Keiko Fukazawa is an Issei Japanese ceramicist and professor. She is known for her whimsical yet poignant sculptures that often incorporate traditional Asian motifs, while also addressing cultural and social issues. Fukazawa's recent work is incorporates graffiti-like styles that reference violence and modern issues such as globalization, consumerism, and capitalism. Her "functional, though impractical...interpretations of traditional forms serve as a personal vehicle of expression to integrate her heritage with her American environment." She states "I want to share something as an immigrant artist." After moving to the United States to escape the limited opportunities for women artists in Japan, she studied at Otis and Parsons School of Art and has since established her art career.
Carolyn Castaño, is an American visual artist. She is the recipient of the Joan Mitchell Foundation Grant for Painters and Sculptors (2013), the California Community Foundation Getty Fellow Mid-Career Grant (2011), and the City of Los Angeles Individual Artist Grant (2011). She is an Assistant Professor, Drawing & Painting, at Long Beach City College.
Won Ju Lim is a Korean American artist. She currently divides her time between Los Angeles, CA and Boston, MA.
Jim Isermann is an American artist. He is based in Palm Springs and Guerneville, California. In 1977 he graduated from University of Wisconsin-Milwaukee and then received an MFA from CalArts in 1980. His artwork has focused on post-war industrial design and architecture. He has participated in numerous exhibitions in art galleries and museum, and has also created large scale commissioned projects utilizing industrial manufacturing processes. His work has been presented in solo exhibitions at Richard Telles, Los Angeles, Praz-Delavallade, Paris (2010), Corvi-Mora, London (2011), Mary Boone Gallery, New York and others. Recent commissioned projects include works for the Hammer Museum in Los Angeles, CA, Yale University Art Museum in New Haven, CT, University of California, Riverside, Los Angeles Metro, and an installation for the Cowboys Stadium in Dallas, TX.

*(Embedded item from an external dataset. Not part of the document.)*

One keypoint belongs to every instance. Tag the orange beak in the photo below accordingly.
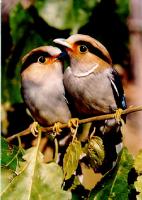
(63, 42)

Lauren Halsey is a contemporary American artist from Los, Angeles, California. Halsey uses architecture and installation art to demonstrate the realities of urban neighborhoods like South Central, Los Angeles. In 2018 Halsey was involved in a solo exhibition at Foundation Louis Vuitton, Paris. Also in 2018, she participated in a solo exhibition at the Museum of Contemporary Art (MOCA). Her work was at the Hammer Museum. New to the L.A. art scene, Halsey was awarded the Mohn Award in 2018. She won the Frieze Artist Award in 2019. This prize included the opportunity to create an architectural piece for Frieze New York.
Michael Maloney is a Los Angeles-based art appraiser and art dealer. He owned and operated the Michael Maloney Gallery in Santa Monica, California (1985–90) and Maloney Fine Art in Culver City, California (2006–16), and since 1998 has pursued a career as an art appraiser and private dealer in Los Angeles and New York.